There’s some DragonFly material in here, though I normally confine that to the rest of the week. It’s inextricable from the rest of the links.
- Setting up an OpenBSD mail server. (via)
- FreeBSD-current users, regenerate your keys. (fixed)
- Using OpenBSD and vxlan to overlay remote lans. (via)
- A Prediction: 2020 the year of (PC-)BSD on the desktop. (also)
- “Has Linux lost its way?” (via) (also)
- DiscoverBSD news for 2015/02/16.
- Curious if FreeBSD or any other BSD district would work better on a MacBook pro?
- Which
- Am I taking a realistic route to learning more about internals? (hey, it’s DragonFly!)
- Speaking of which: cross–pollination.
- More cross-pollination, and surprise from me; I didn’t know USB video link worked on any BSD.
- The m0n0wall project has ended.
- The end of ‘games’ as a separate object on FreeBSD.
- Tetris: still changing.
- autonet – simple automatic wifi chooser on OpenBSD.
- pkgsrc binaries as an exit strategy from systemd.
- IPFW now the default firewall (and on) in PC-BSD.
- The updated roadmap to 1.0.0 for Lumina, PC-BSD’s desktop environment, to go with the 0.8.2 release.
- PC-BSD at SCALE.
- s2k15 hackathon report.
I admit I never thought about it much, but I’ve also never had enough RAM to matter: there’s a memtemp(4) tool that monitors temperature sensors for your system’s memory. Sepherosa Ziehau has updated it on DragonFly to support some newer processor setups.
This bites many people sooner or later: you think you’ve turned sendmail off, but it still gets opened up on your system. The answer: sendmail_enable=”NONE”.
(It should support sendmail_enable=”NOPE”.)
Several of the DragonFly machines used for building packages and/or releases have SSDs, and have been vigorously exercising those disks for some time. SSDs are supposed to have a shorter lifetime than spindle-based hard drives. However, Matthew Dillon found that there’s surprisingly little wear on those SSDs. This empiric information was noticed in several places.
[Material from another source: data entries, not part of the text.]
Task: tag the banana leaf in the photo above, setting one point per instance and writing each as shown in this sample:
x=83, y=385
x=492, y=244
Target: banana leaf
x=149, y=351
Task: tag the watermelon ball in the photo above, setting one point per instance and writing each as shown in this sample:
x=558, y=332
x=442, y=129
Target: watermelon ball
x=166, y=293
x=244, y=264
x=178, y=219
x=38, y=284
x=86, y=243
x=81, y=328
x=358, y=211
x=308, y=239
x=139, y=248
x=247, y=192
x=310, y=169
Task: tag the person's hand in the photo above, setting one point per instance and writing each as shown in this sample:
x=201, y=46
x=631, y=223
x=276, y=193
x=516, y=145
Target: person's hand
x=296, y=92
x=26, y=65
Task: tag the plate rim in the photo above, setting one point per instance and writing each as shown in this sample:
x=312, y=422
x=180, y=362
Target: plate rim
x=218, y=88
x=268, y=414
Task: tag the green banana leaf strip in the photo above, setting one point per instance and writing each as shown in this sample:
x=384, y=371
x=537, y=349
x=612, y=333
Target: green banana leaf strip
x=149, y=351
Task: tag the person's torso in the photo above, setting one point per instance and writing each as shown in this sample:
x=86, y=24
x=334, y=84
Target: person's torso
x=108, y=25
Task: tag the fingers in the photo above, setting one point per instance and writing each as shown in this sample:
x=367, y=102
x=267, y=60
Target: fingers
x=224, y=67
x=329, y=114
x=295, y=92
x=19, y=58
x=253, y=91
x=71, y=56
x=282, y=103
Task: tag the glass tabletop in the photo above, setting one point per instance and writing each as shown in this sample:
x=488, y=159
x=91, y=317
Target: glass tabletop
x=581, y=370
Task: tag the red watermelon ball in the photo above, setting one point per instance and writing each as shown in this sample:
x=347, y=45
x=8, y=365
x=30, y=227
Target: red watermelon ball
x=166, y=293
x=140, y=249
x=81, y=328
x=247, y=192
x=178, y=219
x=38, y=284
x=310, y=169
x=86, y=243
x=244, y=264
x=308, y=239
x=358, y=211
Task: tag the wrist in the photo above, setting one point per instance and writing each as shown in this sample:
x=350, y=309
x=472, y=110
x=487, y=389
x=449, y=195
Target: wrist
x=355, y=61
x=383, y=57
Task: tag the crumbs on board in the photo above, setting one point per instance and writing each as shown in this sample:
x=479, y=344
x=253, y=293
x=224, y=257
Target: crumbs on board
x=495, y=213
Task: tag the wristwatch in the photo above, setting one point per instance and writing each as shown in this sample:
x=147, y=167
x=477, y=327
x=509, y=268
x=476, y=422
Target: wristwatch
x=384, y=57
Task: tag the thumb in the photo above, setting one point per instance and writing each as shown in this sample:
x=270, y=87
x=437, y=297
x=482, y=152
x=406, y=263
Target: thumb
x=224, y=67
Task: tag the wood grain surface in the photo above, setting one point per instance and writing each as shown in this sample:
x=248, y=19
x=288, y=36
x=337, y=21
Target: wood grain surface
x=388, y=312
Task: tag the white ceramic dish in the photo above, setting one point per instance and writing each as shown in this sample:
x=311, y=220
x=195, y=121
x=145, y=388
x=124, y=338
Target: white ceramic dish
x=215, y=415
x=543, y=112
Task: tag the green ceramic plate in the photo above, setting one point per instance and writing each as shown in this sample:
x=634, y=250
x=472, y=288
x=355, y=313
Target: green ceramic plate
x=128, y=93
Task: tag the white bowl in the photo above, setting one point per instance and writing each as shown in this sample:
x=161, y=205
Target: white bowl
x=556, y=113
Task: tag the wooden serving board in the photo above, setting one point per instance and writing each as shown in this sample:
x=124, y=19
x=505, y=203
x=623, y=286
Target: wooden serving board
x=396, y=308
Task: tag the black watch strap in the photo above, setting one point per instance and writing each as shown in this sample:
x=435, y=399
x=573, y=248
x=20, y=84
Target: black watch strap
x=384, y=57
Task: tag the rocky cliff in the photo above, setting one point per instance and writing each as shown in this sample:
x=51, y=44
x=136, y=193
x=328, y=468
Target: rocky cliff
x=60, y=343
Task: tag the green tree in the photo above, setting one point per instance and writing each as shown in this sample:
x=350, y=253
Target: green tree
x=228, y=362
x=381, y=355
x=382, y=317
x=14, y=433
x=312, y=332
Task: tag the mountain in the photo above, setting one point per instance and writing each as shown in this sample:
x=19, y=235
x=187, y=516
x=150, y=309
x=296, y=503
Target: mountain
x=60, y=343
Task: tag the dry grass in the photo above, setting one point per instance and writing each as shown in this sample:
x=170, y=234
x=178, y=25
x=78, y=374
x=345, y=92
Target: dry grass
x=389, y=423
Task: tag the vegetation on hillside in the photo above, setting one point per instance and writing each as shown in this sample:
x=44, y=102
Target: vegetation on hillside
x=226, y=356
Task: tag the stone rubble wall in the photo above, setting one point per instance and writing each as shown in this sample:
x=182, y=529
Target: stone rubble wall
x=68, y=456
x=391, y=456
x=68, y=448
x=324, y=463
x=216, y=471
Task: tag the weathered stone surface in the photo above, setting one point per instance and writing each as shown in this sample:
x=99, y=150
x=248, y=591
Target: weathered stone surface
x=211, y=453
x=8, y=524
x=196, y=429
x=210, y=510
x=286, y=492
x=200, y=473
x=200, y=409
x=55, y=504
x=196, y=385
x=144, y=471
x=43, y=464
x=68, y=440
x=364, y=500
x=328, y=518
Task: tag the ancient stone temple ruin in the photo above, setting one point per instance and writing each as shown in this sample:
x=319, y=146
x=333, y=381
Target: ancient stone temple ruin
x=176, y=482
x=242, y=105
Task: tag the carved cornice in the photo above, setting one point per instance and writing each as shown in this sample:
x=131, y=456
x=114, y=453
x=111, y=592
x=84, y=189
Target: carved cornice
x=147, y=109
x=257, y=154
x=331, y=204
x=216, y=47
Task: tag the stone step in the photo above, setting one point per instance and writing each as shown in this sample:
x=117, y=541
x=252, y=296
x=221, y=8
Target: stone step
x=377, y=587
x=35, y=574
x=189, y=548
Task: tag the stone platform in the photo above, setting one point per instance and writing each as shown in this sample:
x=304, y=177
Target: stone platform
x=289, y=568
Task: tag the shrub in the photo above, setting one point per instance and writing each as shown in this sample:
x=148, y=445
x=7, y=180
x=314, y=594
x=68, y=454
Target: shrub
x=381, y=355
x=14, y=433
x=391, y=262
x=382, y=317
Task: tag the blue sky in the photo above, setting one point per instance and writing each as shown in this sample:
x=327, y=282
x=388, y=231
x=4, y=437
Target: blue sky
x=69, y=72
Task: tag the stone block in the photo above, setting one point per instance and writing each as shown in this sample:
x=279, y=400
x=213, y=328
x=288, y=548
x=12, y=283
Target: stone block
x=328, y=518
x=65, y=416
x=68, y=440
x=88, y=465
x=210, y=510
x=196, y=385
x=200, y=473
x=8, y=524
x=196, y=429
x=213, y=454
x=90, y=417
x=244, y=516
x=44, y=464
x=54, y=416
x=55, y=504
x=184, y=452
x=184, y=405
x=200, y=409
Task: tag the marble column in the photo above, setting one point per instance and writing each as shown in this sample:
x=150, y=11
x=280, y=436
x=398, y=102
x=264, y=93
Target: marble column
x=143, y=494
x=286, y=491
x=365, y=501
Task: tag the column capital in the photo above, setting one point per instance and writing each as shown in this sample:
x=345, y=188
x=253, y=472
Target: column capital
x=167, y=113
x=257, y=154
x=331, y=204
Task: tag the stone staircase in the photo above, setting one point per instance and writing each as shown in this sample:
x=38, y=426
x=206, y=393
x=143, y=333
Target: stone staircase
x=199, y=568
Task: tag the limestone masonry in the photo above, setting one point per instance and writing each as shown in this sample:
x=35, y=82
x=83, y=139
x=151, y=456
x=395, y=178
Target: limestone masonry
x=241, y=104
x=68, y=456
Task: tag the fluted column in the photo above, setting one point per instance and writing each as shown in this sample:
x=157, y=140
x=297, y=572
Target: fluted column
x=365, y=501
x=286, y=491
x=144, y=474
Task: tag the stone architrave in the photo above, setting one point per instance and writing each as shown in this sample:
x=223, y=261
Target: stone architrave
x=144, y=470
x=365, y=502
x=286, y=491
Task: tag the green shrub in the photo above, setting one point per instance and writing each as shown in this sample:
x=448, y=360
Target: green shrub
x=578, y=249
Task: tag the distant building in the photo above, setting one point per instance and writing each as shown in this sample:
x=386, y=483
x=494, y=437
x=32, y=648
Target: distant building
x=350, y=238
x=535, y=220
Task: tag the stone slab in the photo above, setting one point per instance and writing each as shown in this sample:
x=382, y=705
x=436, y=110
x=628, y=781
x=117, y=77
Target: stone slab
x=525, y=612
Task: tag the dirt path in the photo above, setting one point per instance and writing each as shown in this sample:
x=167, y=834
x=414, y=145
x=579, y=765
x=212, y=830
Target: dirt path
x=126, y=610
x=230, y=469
Well, might rather than will , but I had to make a music reference. There’s a bug in versions of pkg from 1.4.6(ish) to 1.4.11 that can make it accidentally delete itself while updating packages. If this happens to you, there’s an easy fix, as posted to users@:
# cd /usr && make pkg-bootstrap
Once you’re on version 1.4.12+, you’re fine.
Say hello to the newest DragonFly committer: Tomohiro Kusumi. He’s been contributing Hammer patches for some time and appearing on IRC, so it’s easier to just let him make changes directly. Welcome, Tomohiro.
John Marino has removed gcc 4.4 in DragonFly, and replaced it with gcc 5.0. Two things to note: gcc 5 does not yet successfully build world, and DragonFly is an officially supported platform for gcc with this release.
If you have a em(4)/emx(4) card, AKA ‘Intel(R) PRO/1000’, Michael Neumann has an update for you. It’s from Intel’s 7.2.4 release of the code. This is to support the new I218 cards. Initial reports are positive.
This week is relatively quiet.
- Raspberry Pi GPU acceleration in NetBSD 7. (via)
- OpenBSD networking on Macbook Pro?
- PC-BSD 10.1.1 is out.
- Is there any RNDIS support in any BSD?
- Ask HN: Laptop for FreeBSD?
- Stuck between OpenBSD and DragonFly BSD (mostly Web and File Server)
- devctl, a new device control utility in FreeBSD.
- FreeBSD has gained a VCHI driver for the Broadcom “VideoCore IV GPU”.
- Things you can remove from FreeBSD.
- PC-BSD gains ‘personacrypt’, for encryption of home directories.
- OpenBSD gained iwm(4), for Intel 7260 wifi.
Matthew Dillon brought in some wireless networking updates – the ath(4), iwn(4), and wpi(4) drivers are updated. There’s porting notes if you need them, too. In related news, rum(4) is also improved. The updates apparently benefited DragonFly and FreeBSD at the same time.